I don't know, I try, as a man, to be careful telling women what they feel or what their lives are like. But . . . it seems that most people to want to couple up. If married women hated their married lives so much I don't think we'd see so many divorced people remarrying.
I can say, as an older man, that it feels good to know you have someone who wants to spend the rest of their life with you. Being two is better than being one.
That being said, the question is, how do we tell which articles to disbelieve? It can't be just those we disagree with.
Well, the fact that the author used such sloppy methodology puts me off this one.
It doesn't mean it might not be true; it just means I would never use this study as support for the proposition.
I don't know the answer.
I've lost my faith in a lot of psychology research given the replication problem.
As to the underlying issues, ignoring any of the "psychology" papers, I can only go both by my own experience and what I hear from women friends.
For many of them, if they could continue their lifestyle (i.e. the same amount of money was coming in), they'd have a boyfriend, but most would not "marry" again, as in live in the same house, have "obligations", duties, etc. Of course, this is a completely unscientific sample.
I mean, look at the divorce statistics: if women are married to doctors, they're less likely to get divorced. Is that because doctors just make better husbands, or pick nicer women, or do financial factors enter into the picture?

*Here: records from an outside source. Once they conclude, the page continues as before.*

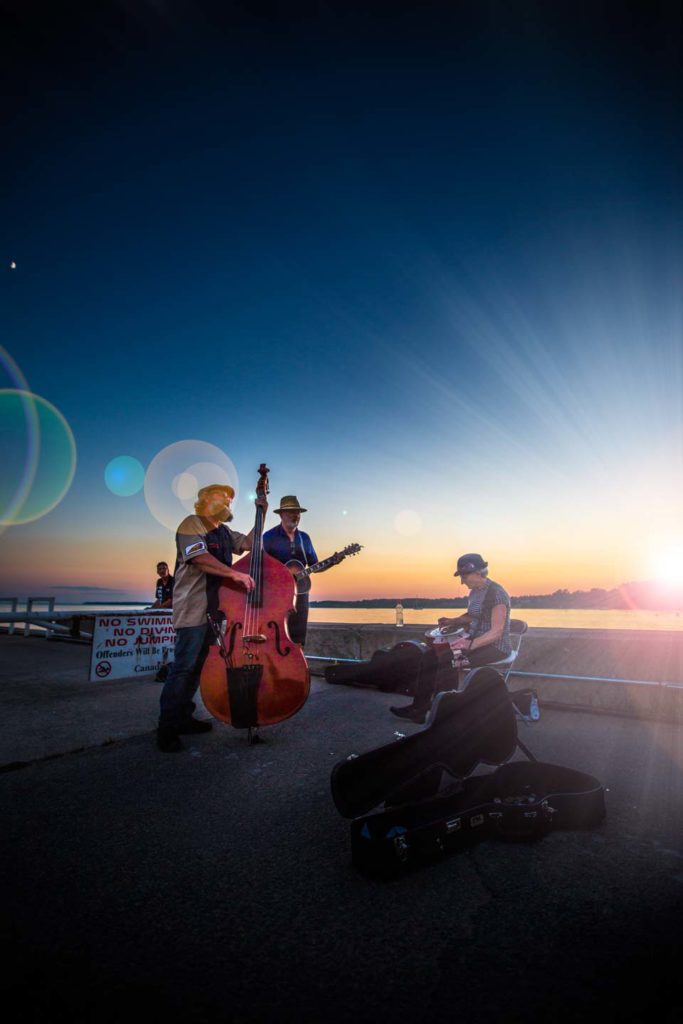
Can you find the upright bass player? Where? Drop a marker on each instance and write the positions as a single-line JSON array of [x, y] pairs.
[[205, 547]]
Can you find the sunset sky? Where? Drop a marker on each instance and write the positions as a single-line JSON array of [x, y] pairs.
[[425, 260]]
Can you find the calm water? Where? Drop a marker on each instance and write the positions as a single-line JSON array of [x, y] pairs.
[[579, 619]]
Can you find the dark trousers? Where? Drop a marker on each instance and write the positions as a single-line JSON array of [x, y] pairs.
[[437, 672], [191, 646]]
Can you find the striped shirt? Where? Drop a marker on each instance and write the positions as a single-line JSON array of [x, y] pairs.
[[479, 606]]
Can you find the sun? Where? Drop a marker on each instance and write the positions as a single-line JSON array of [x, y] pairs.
[[669, 565]]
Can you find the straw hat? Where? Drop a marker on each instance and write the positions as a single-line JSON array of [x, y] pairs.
[[290, 503]]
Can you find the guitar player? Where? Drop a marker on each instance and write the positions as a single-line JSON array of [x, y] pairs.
[[287, 543]]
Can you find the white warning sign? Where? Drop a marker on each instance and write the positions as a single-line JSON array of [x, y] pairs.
[[131, 644]]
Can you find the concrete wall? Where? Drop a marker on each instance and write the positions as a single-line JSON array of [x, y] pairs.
[[651, 660]]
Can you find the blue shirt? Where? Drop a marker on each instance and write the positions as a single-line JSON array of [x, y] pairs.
[[278, 544]]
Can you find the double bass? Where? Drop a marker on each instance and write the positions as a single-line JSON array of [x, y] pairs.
[[254, 674]]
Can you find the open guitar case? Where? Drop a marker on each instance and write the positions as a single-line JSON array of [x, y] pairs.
[[417, 798]]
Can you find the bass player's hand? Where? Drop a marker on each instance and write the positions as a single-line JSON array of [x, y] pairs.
[[243, 581]]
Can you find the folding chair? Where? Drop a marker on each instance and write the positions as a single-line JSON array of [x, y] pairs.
[[525, 702]]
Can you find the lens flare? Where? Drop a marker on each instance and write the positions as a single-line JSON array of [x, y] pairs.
[[39, 457], [176, 473], [184, 486], [124, 475]]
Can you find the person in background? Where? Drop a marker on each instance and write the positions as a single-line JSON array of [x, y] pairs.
[[164, 591]]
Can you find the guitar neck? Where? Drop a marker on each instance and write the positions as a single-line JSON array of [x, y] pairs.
[[317, 567]]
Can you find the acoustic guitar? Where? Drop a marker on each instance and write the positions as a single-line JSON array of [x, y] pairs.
[[302, 572]]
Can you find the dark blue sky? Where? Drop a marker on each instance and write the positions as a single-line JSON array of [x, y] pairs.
[[377, 245]]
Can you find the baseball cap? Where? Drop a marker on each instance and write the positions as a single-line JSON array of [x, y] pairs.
[[470, 563]]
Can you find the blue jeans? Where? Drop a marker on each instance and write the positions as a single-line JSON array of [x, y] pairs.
[[176, 705]]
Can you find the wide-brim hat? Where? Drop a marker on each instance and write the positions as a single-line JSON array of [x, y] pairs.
[[225, 487], [470, 563], [290, 503]]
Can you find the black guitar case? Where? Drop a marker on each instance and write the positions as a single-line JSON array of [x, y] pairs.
[[392, 670], [417, 799]]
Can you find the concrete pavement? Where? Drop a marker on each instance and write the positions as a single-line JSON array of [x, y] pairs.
[[216, 885]]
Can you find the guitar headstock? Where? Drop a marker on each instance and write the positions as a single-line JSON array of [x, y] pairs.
[[351, 549]]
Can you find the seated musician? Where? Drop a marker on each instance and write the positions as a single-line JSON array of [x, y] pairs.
[[486, 639]]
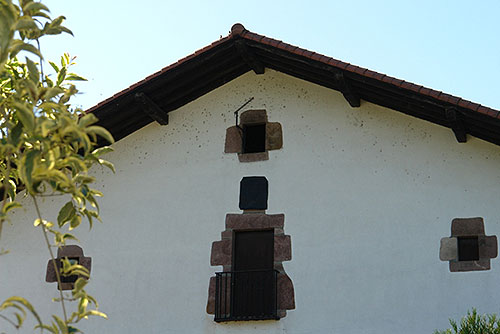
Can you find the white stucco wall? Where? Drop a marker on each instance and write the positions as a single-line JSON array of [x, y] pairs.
[[367, 194]]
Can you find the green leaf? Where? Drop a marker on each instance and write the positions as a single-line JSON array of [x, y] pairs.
[[54, 66], [101, 132], [18, 46], [102, 150], [74, 77], [52, 91], [80, 284], [26, 23], [15, 133], [75, 222], [27, 168], [10, 206], [108, 164], [66, 213], [61, 76], [25, 115], [34, 75], [35, 7]]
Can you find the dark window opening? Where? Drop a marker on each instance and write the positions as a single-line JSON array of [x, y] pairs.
[[69, 278], [249, 292], [468, 249], [254, 138], [253, 193]]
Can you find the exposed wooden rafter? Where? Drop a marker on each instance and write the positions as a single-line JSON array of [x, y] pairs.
[[346, 90], [249, 57], [152, 109], [456, 124]]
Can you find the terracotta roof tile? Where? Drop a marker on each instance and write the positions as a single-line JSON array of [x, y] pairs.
[[317, 56], [387, 79], [488, 111], [288, 47], [406, 85], [425, 90], [474, 106], [333, 62], [343, 65], [274, 42], [416, 88], [266, 40], [454, 99], [434, 93], [378, 76], [306, 53]]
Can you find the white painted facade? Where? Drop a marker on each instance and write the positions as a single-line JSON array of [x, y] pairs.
[[367, 195]]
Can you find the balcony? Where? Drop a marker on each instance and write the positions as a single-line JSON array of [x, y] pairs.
[[246, 295]]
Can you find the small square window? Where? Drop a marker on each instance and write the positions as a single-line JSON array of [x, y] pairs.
[[253, 193], [468, 249], [254, 138]]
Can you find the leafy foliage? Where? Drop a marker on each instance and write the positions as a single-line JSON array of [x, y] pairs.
[[46, 148], [473, 323]]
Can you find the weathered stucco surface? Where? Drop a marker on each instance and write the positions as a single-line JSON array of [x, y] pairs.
[[367, 193]]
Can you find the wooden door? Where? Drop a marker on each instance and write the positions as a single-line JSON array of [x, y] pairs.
[[254, 286]]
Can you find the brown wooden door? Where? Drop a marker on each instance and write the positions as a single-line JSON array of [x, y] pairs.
[[253, 278]]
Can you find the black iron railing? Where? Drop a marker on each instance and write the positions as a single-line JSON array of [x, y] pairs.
[[246, 295]]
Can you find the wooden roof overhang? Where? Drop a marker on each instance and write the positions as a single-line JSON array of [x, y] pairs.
[[226, 59]]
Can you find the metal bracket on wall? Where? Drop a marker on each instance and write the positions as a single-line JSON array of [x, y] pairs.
[[456, 124], [346, 89]]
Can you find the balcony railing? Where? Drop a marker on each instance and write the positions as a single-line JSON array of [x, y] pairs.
[[246, 295]]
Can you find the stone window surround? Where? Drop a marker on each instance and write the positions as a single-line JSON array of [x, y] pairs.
[[234, 136], [468, 227], [69, 251], [254, 221]]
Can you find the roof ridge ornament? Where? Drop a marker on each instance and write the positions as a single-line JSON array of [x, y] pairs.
[[237, 29]]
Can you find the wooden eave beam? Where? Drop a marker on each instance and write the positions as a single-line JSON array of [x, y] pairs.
[[151, 108], [456, 124], [249, 57]]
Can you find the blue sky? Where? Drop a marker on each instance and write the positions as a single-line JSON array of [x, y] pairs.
[[453, 46]]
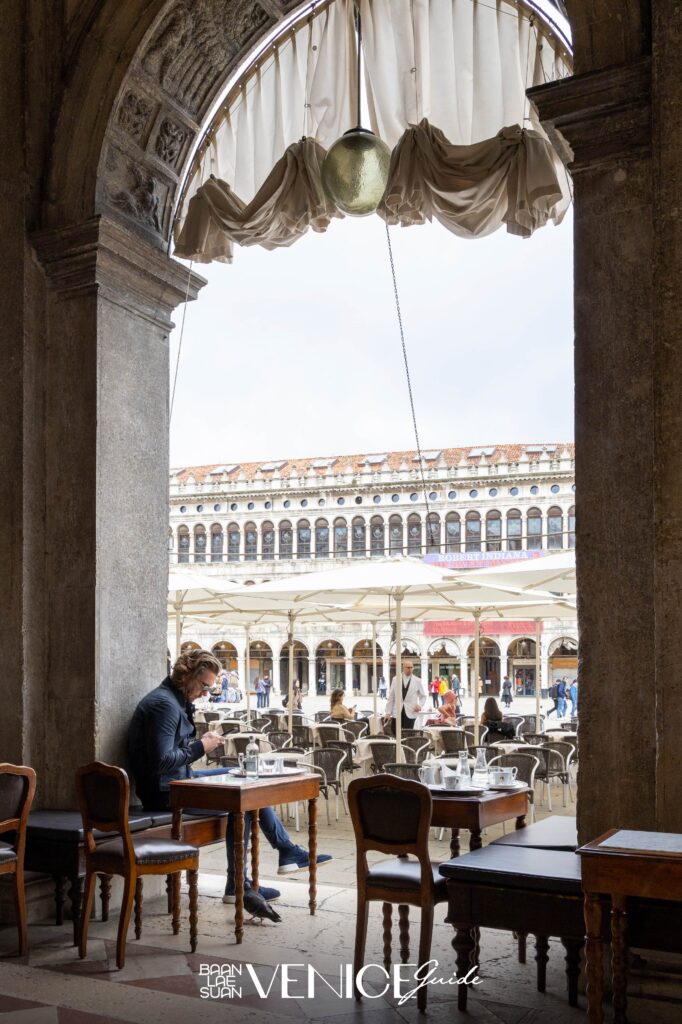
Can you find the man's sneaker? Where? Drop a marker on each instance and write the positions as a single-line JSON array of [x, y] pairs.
[[298, 859], [268, 894]]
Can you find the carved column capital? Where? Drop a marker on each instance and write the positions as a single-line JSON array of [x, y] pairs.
[[600, 117], [103, 256]]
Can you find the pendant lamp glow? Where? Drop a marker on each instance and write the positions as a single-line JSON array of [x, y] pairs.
[[354, 172]]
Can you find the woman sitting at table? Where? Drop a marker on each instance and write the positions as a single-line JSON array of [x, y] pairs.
[[494, 719], [338, 709], [446, 713]]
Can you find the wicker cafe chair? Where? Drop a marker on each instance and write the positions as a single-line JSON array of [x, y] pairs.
[[103, 793], [403, 771], [393, 815], [326, 762], [526, 765], [278, 737], [17, 786], [357, 728], [419, 744]]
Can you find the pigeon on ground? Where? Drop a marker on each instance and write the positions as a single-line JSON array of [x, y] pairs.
[[258, 907]]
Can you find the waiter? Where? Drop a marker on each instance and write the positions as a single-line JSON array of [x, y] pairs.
[[414, 697]]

Just to get personal for a second, I always wanted to be married, and I'd do it again if I had my life to live over again (Ever watch the film "Peggy Sue Got Married"?) However, at this stage in my life, if something happened, I doubt I'd marry again. I've done a lot of compromising. I wouldn't want to start compromising all over again because of someone else's needs, habits, attitudes. My gentleman friend and I could go out, he could stay overnight, but then he could go home and do his own laundry, and my home and my life would be run the way "I" want. Plus, I doubt I'm any longer capable of feeling for another man what I felt and still feel to a great degree for my husband: that kind of hit by "un colpo di fulmine", I'd walk through fire for you, I can't bear to be apart, thing perhaps only happens and imprints you when you're young.
Honestly, I think it will be decades before scientists really figure out human emotions, sexual attraction, "love", if they ever do.
That isn't to say that I don't know women who have to be married or they feel adrift. That's more than fine. No lifestyle is perfect for everybody.